Does not work as described by either OP or Spacechicken.

----------


## scobitor

Cannot replicate. 

I had 13 followers with 645 ilvl, I upgraded 3 with 615 to 655 but no new mission poped.

----------


## d3suck

i already said it was a troll not sure why ppl keep trying lol

----------


## Picaridin

I don't post here often, just read... however, I tried this just because it couldn't hurt. I got a Heroic Highmaul Raid mission on Tuesday 23rd, today I got 2 new followers to 655 (from 630 to ensure they had nothing to do with the previous mission) and today the 28th, I got a new Highmaul Raid Mission (this time Mythic because of boss kills between the 2 dates). I can only assume from my personal data 1 of 3 things. 1) It works by increasing previously unused followers to 655 or 2) There is a "filler" mission for BRF that procs with 655 followers (these were my first 2 655s tons of 645s) or 3) The cooldown for this mission is random (and not 2 weeks though it was 2 weeks to the day between my first 2), I will level some new followers to 655 and get back to you guys if it works again (which will dismiss point 2 and has implications for point 3).

----------


## TheEnglishGuy

> I don't post here often, just read... however, I tried this just because it couldn't hurt. I got a Heroic Highmaul Raid mission on Tuesday 23rd, today I got 2 new followers to 655 (from 630 to ensure they had nothing to do with the previous mission) and today the 28th, I got a new Highmaul Raid Mission (this time Mythic because of boss kills between the 2 dates). I can only assume from my personal data 1 of 3 things. 1) It works by increasing previously unused followers to 655 or 2) There is a "filler" mission for BRF that procs with 655 followers (these were my first 2 655s tons of 645s) or 3) The cooldown for this mission is random (and not 2 weeks though it was 2 weeks to the day between my first 2), I will level some new followers to 655 and get back to you guys if it works again (which will dismiss point 2 and has implications for point 3).


Interesting. A shame nobody is posting any solid proof + a lot of people tried and couldn't replicate.

5 days between 2 highmaul missions is certainly odd.

----------


## maggibesti

I upgraded a few from 645~ to 655 few days ago, and I never got the mission again, it's been almost 2 weeks since I got it last time. I think either you got lucky or there's something else at play here, or well just a troll maybe.
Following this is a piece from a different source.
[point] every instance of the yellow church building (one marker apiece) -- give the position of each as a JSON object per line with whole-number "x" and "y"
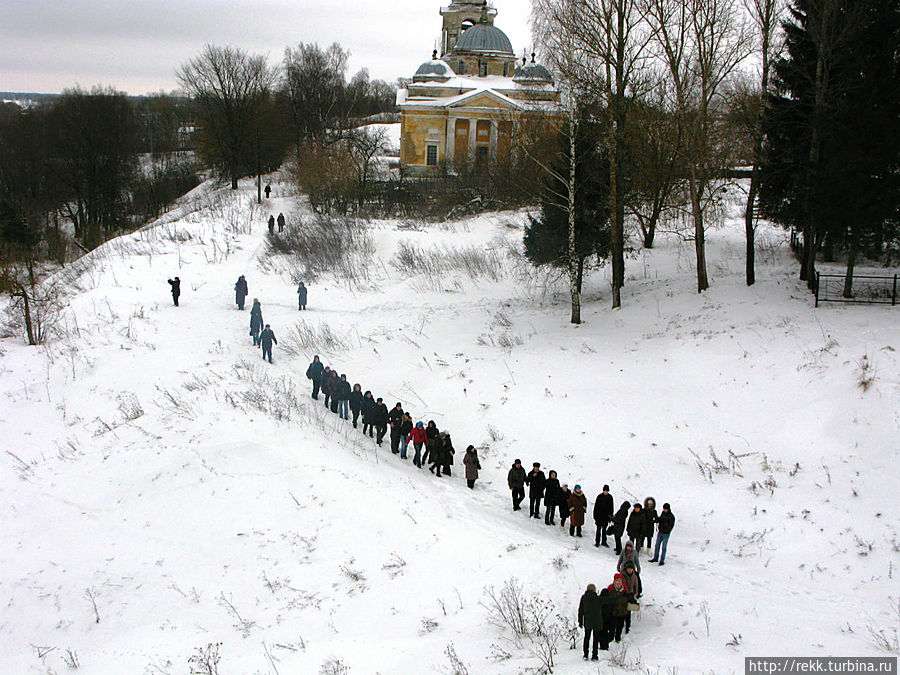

But anyways, I have an OT question, can you kill kargath 15 times on heroic(same week despite being "saved" to him) to trigger the mythic one or 15 times on normal to trigger the heroic one? Though I think I'm missing like 2-3 normal kills for the 15th kill and only imp to kill this week so wondering if I should go and kill the bosses I've already done to trigger this and/or do heroic kargath a few more times.

----------


## nhjelle

> I upgraded a few from 645~ to 655 few days ago, and I never got the mission again, it's been almost 2 weeks since I got it last time. I think either you got lucky or there's something else at play here, or well just a troll maybe.
> 
> But anyways, I have an OT question, can you kill kargath 15 times on heroic(same week despite being "saved" to him) to trigger the mythic one or 15 times on normal to trigger the heroic one? Though I think I'm missing like 2-3 normal kills for the 15th kill and only imp to kill this week so wondering if I should go and kill the bosses I've already done to trigger this and/or do heroic kargath a few more times.


You can kill the same boss over and over in one lockout and it will count towards the 15 kills.

----------